Tuesday, April 12, 2005

The Eighty-Four

Sometimes I wonder if ignorance is bliss.

I am ignorant of much, but there is one thing I know. I know my greatest flaw.

I am lazy. Cripplingly, stiflingly, nauseatingly lazy.

I was going to call it procrastination, but why give it the dignity?

Would I be better off if I didn't realize? The result is ultimately the same, I get next to nothing done. The only difference is in the pounding guilt in my head and the growing weight of uselessness in my stomach.

It's so hard to fight laziness. In essence, you are battling your own comfort, your own satisfaction, everything that contents you. You are wrapped in a cocoon of safe, warm, cloying happiness, but inside you squirm with a nervous energy you can't control. And then of course, you begin the arguments, the endless circular bouts of logic and lassitude that go around and around... "I have work to do." "So nu, go do it." "But I don't want to." "Fine, don't do it." "But I have to." "Be quiet maideleh, you've already filled your guilt quotient for today."

And so it goes.

I bring this up today, because today I received an 84 on an English test.

There. I've said it.

I am dazed. I just don't get 84's in English. History? Maybe. Science? Probably. Math? If I'm lucky. But English? No, never in English.

It's entirely my fault, of course. I've been sliding through my teacher's fingers avoiding every stitch of work I possibly could manage. I handed in something like two essays out of seven last semester, and still pulled a 98. Unfair? Very. A brutal mind trap for someone with as little work ethic as I? Unbelievably.

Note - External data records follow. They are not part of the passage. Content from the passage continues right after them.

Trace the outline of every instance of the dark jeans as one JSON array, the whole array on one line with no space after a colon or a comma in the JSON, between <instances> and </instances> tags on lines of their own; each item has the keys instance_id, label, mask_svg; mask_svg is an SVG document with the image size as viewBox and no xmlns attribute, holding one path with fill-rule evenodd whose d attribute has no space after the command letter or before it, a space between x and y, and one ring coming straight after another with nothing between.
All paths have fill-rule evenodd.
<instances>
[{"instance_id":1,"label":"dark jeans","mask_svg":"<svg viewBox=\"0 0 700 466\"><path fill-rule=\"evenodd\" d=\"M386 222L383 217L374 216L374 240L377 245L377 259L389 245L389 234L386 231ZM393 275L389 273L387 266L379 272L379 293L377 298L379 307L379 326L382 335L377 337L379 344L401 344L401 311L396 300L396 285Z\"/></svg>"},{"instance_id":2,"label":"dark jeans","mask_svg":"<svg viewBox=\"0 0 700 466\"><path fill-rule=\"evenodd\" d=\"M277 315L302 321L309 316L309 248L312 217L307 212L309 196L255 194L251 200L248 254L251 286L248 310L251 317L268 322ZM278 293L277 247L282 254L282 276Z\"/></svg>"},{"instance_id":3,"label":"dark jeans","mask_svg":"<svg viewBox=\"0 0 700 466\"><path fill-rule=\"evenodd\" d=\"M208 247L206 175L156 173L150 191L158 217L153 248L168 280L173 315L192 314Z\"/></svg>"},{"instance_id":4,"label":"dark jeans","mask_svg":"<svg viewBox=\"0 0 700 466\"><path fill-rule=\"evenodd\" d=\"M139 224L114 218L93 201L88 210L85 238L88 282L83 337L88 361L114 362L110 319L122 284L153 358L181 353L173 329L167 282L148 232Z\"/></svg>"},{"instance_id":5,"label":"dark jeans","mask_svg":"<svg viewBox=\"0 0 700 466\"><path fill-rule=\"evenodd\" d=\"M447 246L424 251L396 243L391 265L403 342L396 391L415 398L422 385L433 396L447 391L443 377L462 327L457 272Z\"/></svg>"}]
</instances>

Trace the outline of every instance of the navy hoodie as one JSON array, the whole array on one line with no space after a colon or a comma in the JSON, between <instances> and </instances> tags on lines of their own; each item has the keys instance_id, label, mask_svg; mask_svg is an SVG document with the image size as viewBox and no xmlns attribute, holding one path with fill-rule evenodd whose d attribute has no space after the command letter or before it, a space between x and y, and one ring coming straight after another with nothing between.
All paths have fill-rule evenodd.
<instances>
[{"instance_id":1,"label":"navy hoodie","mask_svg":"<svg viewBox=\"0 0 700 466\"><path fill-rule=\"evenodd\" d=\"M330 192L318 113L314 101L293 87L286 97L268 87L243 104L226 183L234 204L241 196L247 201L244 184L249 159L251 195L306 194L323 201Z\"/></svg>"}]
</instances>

The test was on The Metamorphosis, by Franz Kafka. I didn't read the entire book (wonder why?) but I had a good grasp of the themes and plotlines.

I missed the test day. My teacher was not happy.

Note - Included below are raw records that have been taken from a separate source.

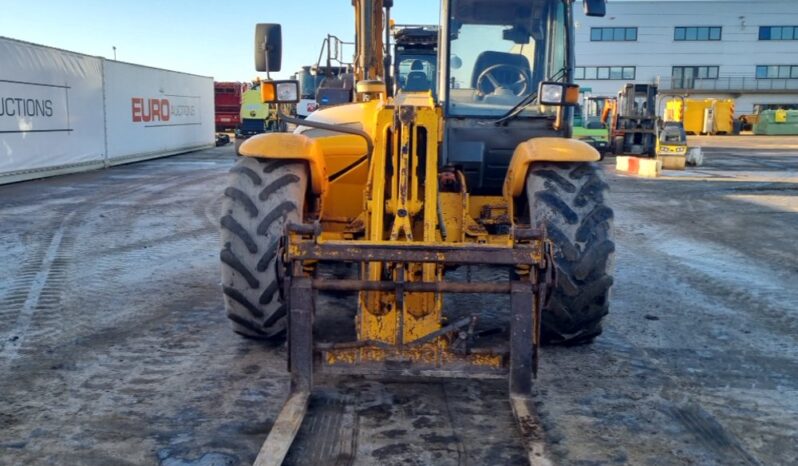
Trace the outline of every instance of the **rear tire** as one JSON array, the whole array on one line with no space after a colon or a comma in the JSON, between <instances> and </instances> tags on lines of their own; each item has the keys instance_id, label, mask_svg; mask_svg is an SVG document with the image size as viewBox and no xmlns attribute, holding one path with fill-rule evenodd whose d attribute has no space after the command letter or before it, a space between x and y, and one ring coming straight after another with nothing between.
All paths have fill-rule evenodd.
<instances>
[{"instance_id":1,"label":"rear tire","mask_svg":"<svg viewBox=\"0 0 798 466\"><path fill-rule=\"evenodd\" d=\"M222 203L222 292L233 330L279 339L286 305L277 277L278 249L288 222L302 221L303 163L241 157L230 170Z\"/></svg>"},{"instance_id":2,"label":"rear tire","mask_svg":"<svg viewBox=\"0 0 798 466\"><path fill-rule=\"evenodd\" d=\"M613 211L598 165L533 164L527 176L533 227L554 243L558 283L543 310L544 343L588 343L609 312L614 266Z\"/></svg>"}]
</instances>

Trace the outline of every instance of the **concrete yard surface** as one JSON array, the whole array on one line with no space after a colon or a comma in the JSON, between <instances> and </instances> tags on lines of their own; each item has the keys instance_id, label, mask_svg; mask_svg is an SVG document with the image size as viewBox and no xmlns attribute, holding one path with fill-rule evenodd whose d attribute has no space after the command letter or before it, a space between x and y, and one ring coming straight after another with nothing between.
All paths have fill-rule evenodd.
<instances>
[{"instance_id":1,"label":"concrete yard surface","mask_svg":"<svg viewBox=\"0 0 798 466\"><path fill-rule=\"evenodd\" d=\"M593 344L543 349L554 464L798 462L798 138L689 142L704 165L659 179L604 162L612 308ZM224 315L234 162L229 145L0 186L0 465L252 463L288 377L282 345ZM320 382L288 464L524 464L503 382Z\"/></svg>"}]
</instances>

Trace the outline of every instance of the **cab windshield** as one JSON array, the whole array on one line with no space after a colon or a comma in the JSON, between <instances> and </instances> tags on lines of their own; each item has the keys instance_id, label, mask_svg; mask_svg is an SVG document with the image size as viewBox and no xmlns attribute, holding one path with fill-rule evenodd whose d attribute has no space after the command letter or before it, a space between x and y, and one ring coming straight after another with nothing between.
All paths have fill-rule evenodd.
<instances>
[{"instance_id":1,"label":"cab windshield","mask_svg":"<svg viewBox=\"0 0 798 466\"><path fill-rule=\"evenodd\" d=\"M433 91L437 70L435 55L404 54L397 57L399 89L409 92Z\"/></svg>"},{"instance_id":2,"label":"cab windshield","mask_svg":"<svg viewBox=\"0 0 798 466\"><path fill-rule=\"evenodd\" d=\"M501 116L544 79L562 78L565 8L563 0L451 0L448 113ZM544 114L532 105L521 116Z\"/></svg>"}]
</instances>

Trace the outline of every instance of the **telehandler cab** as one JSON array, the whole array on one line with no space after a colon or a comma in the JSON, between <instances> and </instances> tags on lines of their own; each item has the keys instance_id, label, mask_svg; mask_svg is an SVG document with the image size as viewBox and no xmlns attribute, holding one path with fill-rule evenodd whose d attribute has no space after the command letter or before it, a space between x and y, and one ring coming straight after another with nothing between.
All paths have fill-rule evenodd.
<instances>
[{"instance_id":1,"label":"telehandler cab","mask_svg":"<svg viewBox=\"0 0 798 466\"><path fill-rule=\"evenodd\" d=\"M352 3L355 102L285 117L293 133L248 139L225 190L233 329L288 338L291 394L256 464L283 461L314 372L507 378L537 464L538 347L596 337L612 284L599 154L570 138L573 0L442 0L437 97L390 96L393 1ZM584 2L591 16L605 8ZM280 26L259 24L257 69L278 71L280 56ZM270 103L299 96L295 81L261 89ZM356 264L357 278L318 274L330 263ZM509 281L452 279L459 266L483 265L507 268ZM354 341L314 341L316 291L358 293ZM449 293L509 295L505 344L480 346L477 316L446 321Z\"/></svg>"}]
</instances>

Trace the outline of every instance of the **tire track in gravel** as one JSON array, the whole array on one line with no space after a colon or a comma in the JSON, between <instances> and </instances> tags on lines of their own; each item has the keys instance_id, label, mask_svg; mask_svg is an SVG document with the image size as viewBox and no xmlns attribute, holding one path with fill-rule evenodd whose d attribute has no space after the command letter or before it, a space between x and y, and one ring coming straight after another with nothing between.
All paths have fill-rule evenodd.
<instances>
[{"instance_id":1,"label":"tire track in gravel","mask_svg":"<svg viewBox=\"0 0 798 466\"><path fill-rule=\"evenodd\" d=\"M24 285L28 285L27 296L18 309L15 323L5 337L5 343L0 348L0 356L4 359L4 369L6 370L8 365L17 359L20 348L28 336L36 311L44 306L47 309L52 309L58 304L60 286L63 285L66 276L66 264L64 258L59 256L59 250L64 239L64 230L70 219L71 216L67 216L55 230L42 262L38 266L38 271L30 278L29 283L24 283Z\"/></svg>"}]
</instances>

So I took it home over the weekend to finish, and to my utter astonishment and delight, I actually did. I put it off for a few hours, but at eight o'clock I sat down and answered the questions. It wasn't difficult. Themes, check. Symbolism, check. Characters, check...

So imagine my surprise when my teacher handed back my paper with a decidedly guilty aura and the news that on two questions I had failed to elaborate satisfactorily on the emotional aspects of Gregor's transformation and it's ramifications.

Missing emotional subcontext? Me?

So that is the tale of my English eighty-four, a grade that will live, if not infamy than certainly in bemusement.

I am almost happy I that I received that grade, though. It's a release. The worst has happened, and I am still here, and writing to boot.

Gam zeh ya'avor?

No.

Gam zu l'tovah.

4 comments:

Keren Perles said...

Wow, can I relate. Atzlus, what a horrible disease. I AM, however, impressed that you have the zitzfleish to sit, at least, and write all these things. At least in that sense, you're not lazy.

As for Kafka's Metamorphosis--incidentally, you didn't miss anything. *Weird* book.

Keren Perles said...

Hm, as I said, I can relate. But now that I think about it...Nobody ever gave me that 84. They kept slipping me those As, never forcing me to fight my laziness. Which makes it all the harder now...

goodshluffin' said...

I find it funny that you've managed to put your "english" expirience into words that describe my entire academic career. (As you can probably tell by my spelling.) For varius reasons i've somehow managed to slip the system and pass forever, with not-such-flying colors, but not too bad either. Now I live my life and try to get by day after day, and each day gets harder and harder. At the end of those days, who can I blame but myself?
I'll at least have enough pride to take the blame thaat I'm deserving of.

And I think I just wrote my first Blog on your "Comments", M.
Thanks for the opportunity and awesome work.
Keep writing like I feel, cuz I cant seem to start myself.

Anonymous said...

A test doesn't simbilize anything. Obviously you can write. I got higher on my last english test, and i can assure you that you can right better than me.You make writing into an art, instead of a plain combo of letters; Your not just a writer, but an crafter of stories.